第3章 一夜
「……セバスチャン? 何の戯れかしら?」
冷ややかなアリスの視線が、目の前にスプーンとセバスチャンの嫌味な笑顔に交互に向けられる。
「その可愛らしいお口で食べているお姿を、目の前で拝見させて頂けないものかと思いまして」
「セバスチャン。彼女に失礼だろう」
「申し訳ございません」
ふっと可笑しくてアリスが笑えば、セバスチャンは嬉しそうに優しい瞳で彼女を見つめた。その視線に気づいたのか、アリスはぷいっとすぐに目を逸らした。ただ一人、クライヴだけは鋭い眼差しでその様を見届けた。
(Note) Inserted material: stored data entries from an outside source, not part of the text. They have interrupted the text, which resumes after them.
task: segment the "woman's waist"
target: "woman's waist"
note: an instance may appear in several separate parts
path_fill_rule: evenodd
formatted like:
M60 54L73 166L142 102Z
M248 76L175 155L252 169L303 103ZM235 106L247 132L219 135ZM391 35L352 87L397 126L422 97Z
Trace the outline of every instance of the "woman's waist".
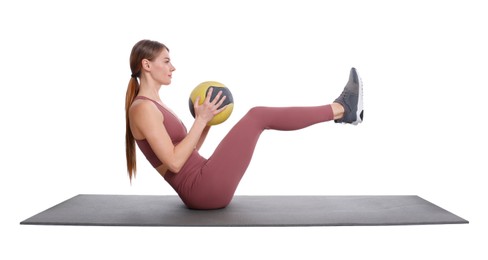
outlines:
M207 162L207 159L202 157L196 150L192 152L190 157L186 160L185 164L183 167L181 167L181 170L178 173L174 173L170 171L167 167L164 165L161 165L161 171L164 171L164 173L161 173L159 167L157 168L158 172L169 182L170 179L172 181L176 181L184 179L184 177L188 174L192 173L197 173L200 172L200 169L205 165Z

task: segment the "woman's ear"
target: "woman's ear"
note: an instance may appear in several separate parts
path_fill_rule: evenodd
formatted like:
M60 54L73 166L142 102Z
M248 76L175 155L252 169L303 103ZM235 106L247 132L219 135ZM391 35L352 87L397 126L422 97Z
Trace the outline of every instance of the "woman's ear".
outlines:
M148 59L142 59L142 68L145 70L150 70L151 69L151 63L149 62Z

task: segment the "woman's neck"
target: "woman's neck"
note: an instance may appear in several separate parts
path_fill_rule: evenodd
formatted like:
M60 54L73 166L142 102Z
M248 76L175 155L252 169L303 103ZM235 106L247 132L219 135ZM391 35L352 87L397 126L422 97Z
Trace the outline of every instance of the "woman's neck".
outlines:
M161 101L161 98L159 97L160 89L161 89L160 85L154 83L148 84L148 82L141 80L138 95L148 97L152 100Z

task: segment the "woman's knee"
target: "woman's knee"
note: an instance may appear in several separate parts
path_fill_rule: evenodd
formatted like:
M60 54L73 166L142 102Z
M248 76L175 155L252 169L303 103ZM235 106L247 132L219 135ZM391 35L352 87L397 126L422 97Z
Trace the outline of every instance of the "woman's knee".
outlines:
M253 107L247 111L246 117L259 118L265 109L266 108L262 106Z

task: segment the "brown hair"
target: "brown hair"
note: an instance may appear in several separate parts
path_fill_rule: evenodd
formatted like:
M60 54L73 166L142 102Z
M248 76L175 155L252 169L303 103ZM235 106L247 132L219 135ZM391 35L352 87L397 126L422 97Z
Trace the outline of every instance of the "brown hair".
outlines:
M137 78L141 77L142 60L153 60L164 49L169 49L162 43L151 40L141 40L137 42L130 53L130 70L132 72L129 85L127 86L127 93L125 95L125 156L127 159L127 172L129 179L136 175L136 144L134 136L130 130L129 108L134 102L139 93L139 81Z

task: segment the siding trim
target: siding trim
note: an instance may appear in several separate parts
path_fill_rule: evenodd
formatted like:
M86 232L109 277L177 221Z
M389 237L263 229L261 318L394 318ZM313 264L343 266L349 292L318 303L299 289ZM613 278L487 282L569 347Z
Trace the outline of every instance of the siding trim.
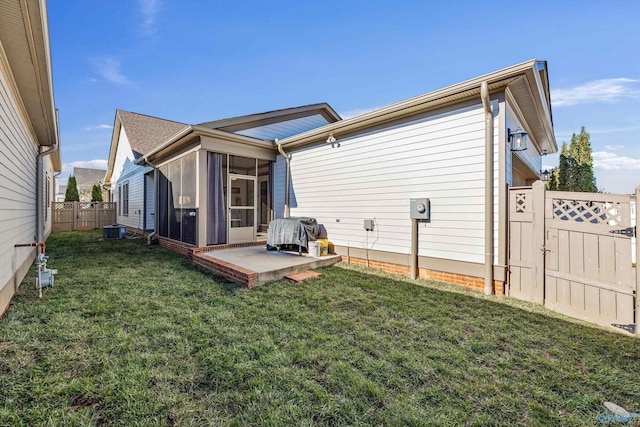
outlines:
M26 248L21 249L29 250ZM11 298L18 292L20 284L26 277L35 259L36 249L34 248L31 249L31 253L22 261L22 264L16 269L15 273L13 273L9 280L3 284L3 287L0 288L0 318L7 312Z
M361 248L348 248L346 246L336 245L334 246L334 251L336 255L341 255L343 257L346 257L347 255L360 259L366 259L367 257L367 252ZM370 261L386 262L409 267L411 264L410 258L410 254L369 250ZM484 264L482 263L419 256L418 267L427 270L442 271L444 273L462 274L465 276L474 276L479 278L484 277ZM494 266L493 275L493 280L505 281L506 269L502 266Z

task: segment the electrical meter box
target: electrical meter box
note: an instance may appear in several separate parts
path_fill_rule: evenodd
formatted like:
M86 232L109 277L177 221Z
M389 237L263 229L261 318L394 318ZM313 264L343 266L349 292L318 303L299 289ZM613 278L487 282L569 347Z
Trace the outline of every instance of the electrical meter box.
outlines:
M367 231L373 231L373 225L374 225L375 221L372 219L365 219L364 220L364 229Z
M431 218L431 202L427 198L411 199L411 219L429 221Z

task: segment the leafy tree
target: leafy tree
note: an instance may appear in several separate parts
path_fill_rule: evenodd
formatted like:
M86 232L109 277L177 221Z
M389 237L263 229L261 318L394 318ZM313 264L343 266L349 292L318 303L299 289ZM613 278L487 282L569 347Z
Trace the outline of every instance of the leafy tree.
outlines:
M78 183L76 177L71 175L67 182L67 192L64 194L65 202L79 202L80 195L78 194Z
M92 202L102 201L102 190L100 190L99 184L93 184L93 188L91 188L91 201Z
M571 136L568 147L566 142L562 144L559 166L551 173L550 190L598 192L589 138L589 132L582 126L578 135Z

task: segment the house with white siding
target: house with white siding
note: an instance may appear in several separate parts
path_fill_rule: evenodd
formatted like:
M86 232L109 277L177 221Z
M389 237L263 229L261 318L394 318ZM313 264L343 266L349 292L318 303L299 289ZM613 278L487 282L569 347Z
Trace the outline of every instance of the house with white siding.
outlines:
M191 126L136 160L158 171L160 243L186 253L255 241L270 218L314 217L350 262L503 292L508 188L540 179L557 151L545 61L346 120L298 113ZM416 233L418 198L430 218Z
M134 161L187 125L117 110L103 187L105 200L117 202L117 222L132 230L154 229L154 169Z
M44 0L0 2L0 122L1 316L51 231L61 170Z
M111 200L118 202L118 223L155 229L159 237L187 245L255 240L273 216L271 165L277 152L272 140L336 120L340 116L327 104L196 125L118 110L105 178ZM214 187L206 181L218 183L220 193L207 193ZM203 185L196 188L198 183ZM207 203L214 206L227 185L233 187L232 199L208 210ZM232 219L215 219L226 217ZM219 226L207 226L212 222Z

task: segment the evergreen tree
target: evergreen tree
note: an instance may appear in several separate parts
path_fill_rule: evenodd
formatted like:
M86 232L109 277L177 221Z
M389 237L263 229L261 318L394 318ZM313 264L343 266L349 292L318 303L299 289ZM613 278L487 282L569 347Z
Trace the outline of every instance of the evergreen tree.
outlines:
M80 196L78 195L78 183L76 177L71 175L67 182L67 192L64 195L65 202L79 202Z
M560 164L557 172L552 171L549 189L560 191L583 191L597 193L596 178L593 175L593 157L589 133L584 126L580 133L571 136L571 144L562 143Z
M580 129L580 133L571 136L571 146L569 154L573 164L571 165L572 190L584 191L588 193L597 193L596 178L593 175L593 157L591 150L591 141L589 133L584 129Z
M553 168L551 169L551 172L549 172L547 189L551 191L560 190L560 168Z
M567 143L562 143L562 150L560 150L560 164L558 166L558 190L571 191L569 188L572 186L571 179L571 156L569 154L569 148Z
M102 201L102 191L100 190L99 184L93 184L93 188L91 189L91 201L92 202Z

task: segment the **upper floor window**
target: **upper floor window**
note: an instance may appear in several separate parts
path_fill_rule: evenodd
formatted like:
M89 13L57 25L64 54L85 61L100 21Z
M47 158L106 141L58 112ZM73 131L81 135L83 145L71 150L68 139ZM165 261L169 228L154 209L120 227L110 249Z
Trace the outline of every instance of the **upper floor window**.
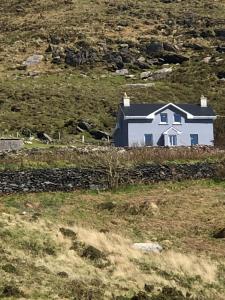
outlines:
M167 124L168 123L168 116L167 113L161 113L160 114L160 122Z
M181 115L179 114L174 114L174 123L181 123Z

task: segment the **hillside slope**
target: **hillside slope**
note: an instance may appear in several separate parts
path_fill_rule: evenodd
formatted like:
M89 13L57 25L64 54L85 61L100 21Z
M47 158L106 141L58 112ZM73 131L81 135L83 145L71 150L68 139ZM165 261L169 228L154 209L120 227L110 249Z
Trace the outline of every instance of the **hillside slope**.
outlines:
M0 298L222 300L224 192L187 181L1 196ZM163 251L132 246L150 241Z
M2 0L0 12L1 134L74 137L80 119L112 131L125 90L134 102L204 94L225 114L224 1ZM164 64L172 72L151 86L130 85ZM115 75L124 68L133 76ZM221 142L223 119L216 126Z

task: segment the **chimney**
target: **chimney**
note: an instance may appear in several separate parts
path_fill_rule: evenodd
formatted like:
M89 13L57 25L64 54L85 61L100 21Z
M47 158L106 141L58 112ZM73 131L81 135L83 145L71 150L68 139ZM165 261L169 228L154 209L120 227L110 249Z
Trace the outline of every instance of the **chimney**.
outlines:
M125 107L130 106L130 97L127 96L127 93L124 93L124 95L123 95L123 105Z
M207 98L201 95L201 107L207 107Z

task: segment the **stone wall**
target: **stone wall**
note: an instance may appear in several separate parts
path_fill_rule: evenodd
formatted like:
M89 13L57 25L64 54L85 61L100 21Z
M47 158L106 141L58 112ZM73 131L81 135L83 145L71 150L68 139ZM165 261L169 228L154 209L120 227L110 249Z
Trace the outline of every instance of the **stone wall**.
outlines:
M17 192L107 189L122 184L165 180L213 178L217 165L212 163L145 165L130 170L38 169L0 172L0 194Z

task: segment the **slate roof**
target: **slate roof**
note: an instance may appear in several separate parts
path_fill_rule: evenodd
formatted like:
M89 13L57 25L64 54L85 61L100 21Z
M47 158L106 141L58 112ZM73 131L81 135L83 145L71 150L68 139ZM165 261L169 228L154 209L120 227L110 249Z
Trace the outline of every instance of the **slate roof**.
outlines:
M156 110L163 108L167 104L130 104L129 107L124 107L121 103L121 108L125 116L143 116L146 117ZM193 116L215 116L212 107L201 107L198 104L175 104L177 107L185 110Z

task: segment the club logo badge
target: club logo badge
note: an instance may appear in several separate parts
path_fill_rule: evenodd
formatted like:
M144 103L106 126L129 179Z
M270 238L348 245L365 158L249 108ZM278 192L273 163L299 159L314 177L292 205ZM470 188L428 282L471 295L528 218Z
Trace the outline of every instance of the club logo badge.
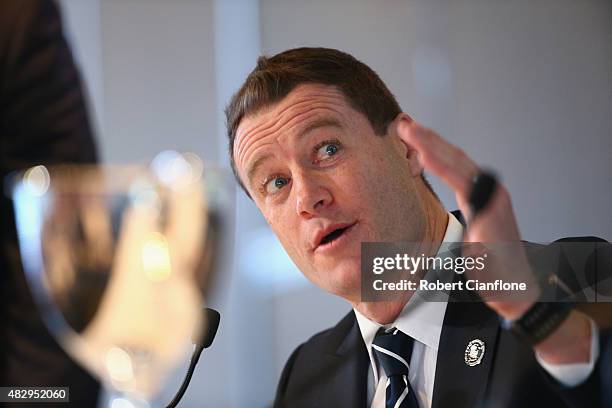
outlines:
M470 367L477 366L482 362L485 353L484 341L474 339L465 348L465 364Z

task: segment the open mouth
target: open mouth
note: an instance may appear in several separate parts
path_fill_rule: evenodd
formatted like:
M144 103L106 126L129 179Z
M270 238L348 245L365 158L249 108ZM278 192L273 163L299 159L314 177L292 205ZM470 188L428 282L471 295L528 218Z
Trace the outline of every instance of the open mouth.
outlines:
M332 230L331 232L323 236L323 238L321 238L321 241L317 245L317 249L324 250L334 246L336 242L342 240L342 237L344 237L350 232L350 230L355 226L355 224L357 224L357 222L354 222L349 225L339 226L339 228Z
M327 234L326 236L323 237L323 239L321 240L321 243L319 245L325 245L328 244L338 238L340 238L340 236L342 234L344 234L346 232L347 229L349 229L350 227L352 227L352 225L347 225L344 228L338 228L336 230L333 230L332 232L330 232L329 234Z

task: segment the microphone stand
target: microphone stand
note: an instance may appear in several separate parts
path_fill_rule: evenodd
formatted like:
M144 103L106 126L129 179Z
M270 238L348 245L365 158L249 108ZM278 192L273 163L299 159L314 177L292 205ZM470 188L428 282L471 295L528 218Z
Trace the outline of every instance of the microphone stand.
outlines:
M187 391L187 387L189 386L189 382L191 381L191 376L195 370L196 364L198 364L198 360L200 359L200 355L205 348L210 347L213 340L215 339L215 335L217 334L217 329L219 328L219 320L221 319L221 315L214 309L204 308L203 309L205 315L205 321L208 322L206 325L206 332L203 333L202 336L194 336L193 342L195 343L195 350L191 356L191 361L189 362L189 368L187 369L187 374L185 374L185 378L183 379L183 383L181 387L172 398L172 401L166 406L166 408L174 408L178 405L179 401Z

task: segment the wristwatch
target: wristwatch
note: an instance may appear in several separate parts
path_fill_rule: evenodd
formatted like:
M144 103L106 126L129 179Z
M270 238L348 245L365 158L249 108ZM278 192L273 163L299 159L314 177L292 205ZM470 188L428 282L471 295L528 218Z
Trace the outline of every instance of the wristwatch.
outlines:
M571 302L535 302L520 318L503 319L502 327L534 346L561 326L573 306Z

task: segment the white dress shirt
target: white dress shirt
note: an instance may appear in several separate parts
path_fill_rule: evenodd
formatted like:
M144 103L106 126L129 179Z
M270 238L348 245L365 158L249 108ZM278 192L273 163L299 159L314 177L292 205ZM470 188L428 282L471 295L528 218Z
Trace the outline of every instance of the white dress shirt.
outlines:
M463 236L463 227L452 215L448 215L448 224L443 242L460 242ZM450 276L450 275L449 275ZM451 276L452 278L452 276ZM412 357L410 359L410 372L408 380L416 393L419 406L430 408L433 400L434 379L436 377L436 361L438 345L444 324L447 302L424 301L418 291L413 295L398 318L391 324L378 324L356 309L355 316L361 331L361 336L370 356L372 370L368 372L368 401L372 408L385 408L385 388L387 376L376 364L372 353L372 342L381 327L396 327L414 339ZM590 319L589 319L590 320ZM591 320L591 356L588 363L578 364L549 364L536 355L540 365L557 381L565 386L575 386L588 378L593 371L595 362L599 357L599 336L597 325Z

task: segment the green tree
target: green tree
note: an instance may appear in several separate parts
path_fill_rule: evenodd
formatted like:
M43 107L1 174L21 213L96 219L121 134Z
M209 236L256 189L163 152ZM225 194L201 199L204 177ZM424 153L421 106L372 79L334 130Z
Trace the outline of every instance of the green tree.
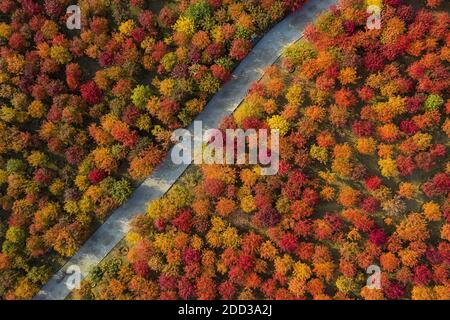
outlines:
M131 94L131 100L133 104L139 109L145 109L147 105L147 101L152 95L152 91L149 86L138 85L133 89L133 93Z

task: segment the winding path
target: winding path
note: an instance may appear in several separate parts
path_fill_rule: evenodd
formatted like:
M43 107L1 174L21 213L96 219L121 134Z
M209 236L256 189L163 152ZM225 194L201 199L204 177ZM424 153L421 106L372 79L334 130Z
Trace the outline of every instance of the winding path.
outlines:
M244 99L250 85L259 80L263 70L272 65L284 47L302 37L304 27L315 16L327 9L336 0L309 0L300 10L275 25L256 44L250 54L234 70L228 81L208 102L195 120L203 121L203 130L217 128L220 120L230 115ZM193 125L187 128L193 132ZM164 195L189 165L175 165L170 151L162 163L134 191L131 198L117 208L105 223L84 243L80 250L45 284L35 300L62 300L71 289L66 284L73 272L71 266L78 266L81 277L97 265L117 245L128 231L128 223L137 214L145 212L146 204Z

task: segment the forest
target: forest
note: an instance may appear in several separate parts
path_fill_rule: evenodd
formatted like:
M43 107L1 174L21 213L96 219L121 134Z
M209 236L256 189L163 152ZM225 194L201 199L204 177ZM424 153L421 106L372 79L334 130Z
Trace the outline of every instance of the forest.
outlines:
M278 174L191 166L72 298L449 300L449 6L382 6L322 13L223 119L278 129Z
M30 299L303 0L0 2L0 298Z

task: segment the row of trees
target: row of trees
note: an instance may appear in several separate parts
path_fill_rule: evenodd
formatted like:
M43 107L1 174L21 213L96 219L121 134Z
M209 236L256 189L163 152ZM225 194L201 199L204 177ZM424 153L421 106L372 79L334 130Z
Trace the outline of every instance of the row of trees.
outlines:
M74 297L449 299L449 16L384 2L320 15L222 122L279 129L278 174L194 167Z
M0 298L76 252L273 23L303 1L0 4Z

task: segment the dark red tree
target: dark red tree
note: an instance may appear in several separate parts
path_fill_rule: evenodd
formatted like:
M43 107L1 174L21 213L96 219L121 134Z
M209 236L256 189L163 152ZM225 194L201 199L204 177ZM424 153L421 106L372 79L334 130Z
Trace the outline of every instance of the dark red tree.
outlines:
M85 84L82 84L80 92L83 99L86 100L86 102L88 102L89 104L97 104L102 101L102 90L92 80Z
M106 172L101 169L92 169L88 174L88 179L92 184L97 184L105 179L107 176Z

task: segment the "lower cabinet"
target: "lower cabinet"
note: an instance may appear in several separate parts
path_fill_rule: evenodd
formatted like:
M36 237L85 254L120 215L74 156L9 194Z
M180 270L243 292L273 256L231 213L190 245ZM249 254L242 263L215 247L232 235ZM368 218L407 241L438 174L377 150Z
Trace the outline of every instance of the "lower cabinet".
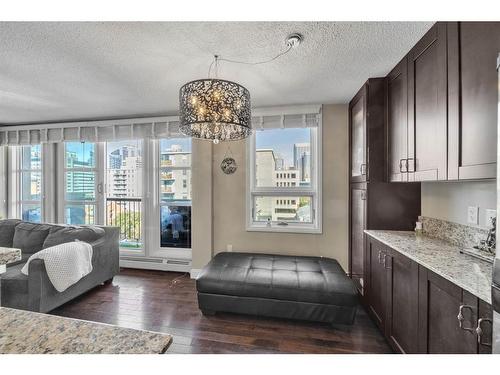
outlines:
M416 353L418 264L392 249L387 253L387 338L397 351Z
M379 328L385 330L386 321L386 278L385 265L382 259L385 257L385 247L377 241L368 241L367 254L365 259L368 264L366 280L366 297L368 301L368 309Z
M400 353L491 353L492 308L367 236L364 301Z

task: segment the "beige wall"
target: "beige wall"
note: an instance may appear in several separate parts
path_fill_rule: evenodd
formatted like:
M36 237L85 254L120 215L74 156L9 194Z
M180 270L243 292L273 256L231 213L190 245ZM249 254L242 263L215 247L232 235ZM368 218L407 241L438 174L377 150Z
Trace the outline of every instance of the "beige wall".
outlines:
M322 234L247 232L245 230L246 146L245 142L241 141L231 143L230 147L238 163L238 170L232 175L226 175L220 169L227 144L221 143L212 147L214 253L225 251L226 246L231 244L233 251L325 256L337 259L347 271L349 196L347 105L323 106ZM196 204L193 196L193 205ZM195 225L195 220L199 221L195 216L196 213L193 212L193 233L196 239L200 235L200 227ZM205 265L210 259L210 252L211 249L195 246L193 243L193 268Z
M467 207L479 207L479 225L486 224L486 209L496 209L496 181L423 182L422 215L467 223Z

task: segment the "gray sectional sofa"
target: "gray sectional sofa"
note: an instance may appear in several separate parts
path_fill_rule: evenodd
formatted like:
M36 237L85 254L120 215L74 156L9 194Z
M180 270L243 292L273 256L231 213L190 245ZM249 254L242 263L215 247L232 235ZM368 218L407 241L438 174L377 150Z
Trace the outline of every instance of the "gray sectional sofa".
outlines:
M51 246L80 240L92 245L90 274L63 292L50 282L44 261L33 260L29 276L21 273L28 258ZM105 226L68 226L34 224L21 220L0 220L0 247L21 249L22 259L7 265L0 275L1 306L37 312L48 312L111 280L119 272L119 228Z

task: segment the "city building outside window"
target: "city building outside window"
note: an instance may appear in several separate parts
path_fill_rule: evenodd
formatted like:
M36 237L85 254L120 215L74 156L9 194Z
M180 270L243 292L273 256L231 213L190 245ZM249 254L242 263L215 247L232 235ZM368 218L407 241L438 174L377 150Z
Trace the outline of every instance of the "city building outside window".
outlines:
M251 135L247 230L321 232L320 126Z

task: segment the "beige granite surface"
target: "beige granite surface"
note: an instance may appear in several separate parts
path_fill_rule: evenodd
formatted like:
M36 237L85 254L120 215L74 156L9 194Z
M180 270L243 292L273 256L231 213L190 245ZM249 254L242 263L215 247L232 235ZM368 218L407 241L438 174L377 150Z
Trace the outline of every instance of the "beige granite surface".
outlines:
M414 232L366 230L366 234L491 304L492 264L460 253L460 246Z
M1 354L161 354L164 333L0 308Z
M453 245L473 248L481 240L488 238L488 229L453 223L451 221L419 216L423 224L424 234L428 237L439 238Z
M7 264L21 260L21 250L10 247L0 247L0 264Z

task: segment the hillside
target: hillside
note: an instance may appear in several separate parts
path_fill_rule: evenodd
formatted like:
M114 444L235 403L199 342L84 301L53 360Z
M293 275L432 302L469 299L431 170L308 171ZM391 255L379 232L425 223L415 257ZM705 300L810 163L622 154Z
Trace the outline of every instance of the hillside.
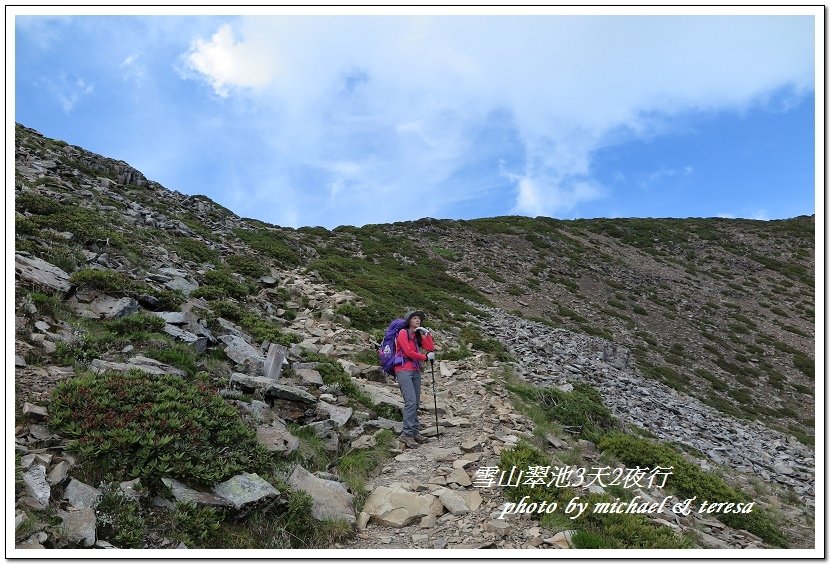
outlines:
M15 156L19 547L813 546L814 217L290 229L22 125ZM443 430L412 457L373 342L416 307ZM511 524L470 479L517 461L760 508Z

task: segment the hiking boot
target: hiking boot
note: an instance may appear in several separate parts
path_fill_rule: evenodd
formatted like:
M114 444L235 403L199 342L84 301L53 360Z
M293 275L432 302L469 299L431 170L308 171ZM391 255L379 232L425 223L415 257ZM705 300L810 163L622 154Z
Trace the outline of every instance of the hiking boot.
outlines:
M418 448L418 443L415 442L414 437L410 437L409 435L401 435L398 437L398 440L405 444L408 448Z
M424 444L425 442L427 442L427 438L426 438L426 437L424 437L424 436L421 436L421 435L415 435L415 436L414 436L414 437L412 437L412 438L413 438L413 439L415 439L415 442L416 442L416 443L418 443L418 444L420 444L420 445L422 445L422 444Z

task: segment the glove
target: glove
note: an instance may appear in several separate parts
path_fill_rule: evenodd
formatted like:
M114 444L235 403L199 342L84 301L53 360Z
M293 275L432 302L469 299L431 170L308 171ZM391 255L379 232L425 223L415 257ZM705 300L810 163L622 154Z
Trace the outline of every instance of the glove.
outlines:
M415 329L415 332L416 332L416 333L417 333L417 332L420 332L420 333L422 333L422 334L424 334L424 335L429 335L429 333L430 333L430 329L429 329L428 327L417 327L417 328Z
M427 353L427 360L430 362L435 362L435 353L430 351Z

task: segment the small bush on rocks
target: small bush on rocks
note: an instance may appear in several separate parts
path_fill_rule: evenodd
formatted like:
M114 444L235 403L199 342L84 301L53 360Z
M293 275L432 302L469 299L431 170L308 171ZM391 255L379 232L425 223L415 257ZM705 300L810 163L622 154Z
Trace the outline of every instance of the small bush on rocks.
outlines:
M58 384L49 412L69 449L112 481L212 485L269 458L232 406L175 376L80 374Z

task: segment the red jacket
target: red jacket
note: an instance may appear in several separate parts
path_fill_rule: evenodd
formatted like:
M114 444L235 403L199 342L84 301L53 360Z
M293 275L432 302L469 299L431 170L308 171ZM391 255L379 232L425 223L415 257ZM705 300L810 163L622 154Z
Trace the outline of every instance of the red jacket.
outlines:
M403 355L403 364L395 366L395 373L403 372L404 370L420 371L420 362L415 361L423 362L427 359L427 355L418 351L418 343L415 341L415 335L410 335L408 330L401 329L395 338L395 345L398 352ZM435 341L431 333L421 337L421 347L427 351L435 350Z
「ファントムハイヴ家といえば、とても有名な名家。お堅いところだと思っていたのだけど、茶目っ気もおありなのね」
「お恥ずかしいことです……本当に、申し訳ない」
「いいえ。私、嬉しいわ伯爵。こうして人と楽しい時間を過ごすことはなかったもの。本当に、今日はいらしてくれてありがとう。デザートも美味しいわ」
「喜んで頂けたなら、僕も来た甲斐があるというものです」
晩餐会は、和やかな雰囲気で執り行われる。クライヴは静かに、懐中時計で時刻を確認していた。まるで、これから何かが始まるかのように。
食事を終えた後は、シエル達は用意されたゲストルームへ。アリスは自室で休んでいた。ベッドに寝そべって、疲れたと言わんばかりに枕に顔を埋めた。
「めんどくさい……」
彼女にとって、いつまでも煮え切らない態度を取り続けるシエルが、回りくどくてイライラするらしい。
聞きたければ聞けばいいのに、全て言ってしまえばいいのに。
そんな彼女の心とは裏腹に、何事もなく時が過ぎようとしている。その瞬間、ゆったりと扉をノックする音が聞こえてくる。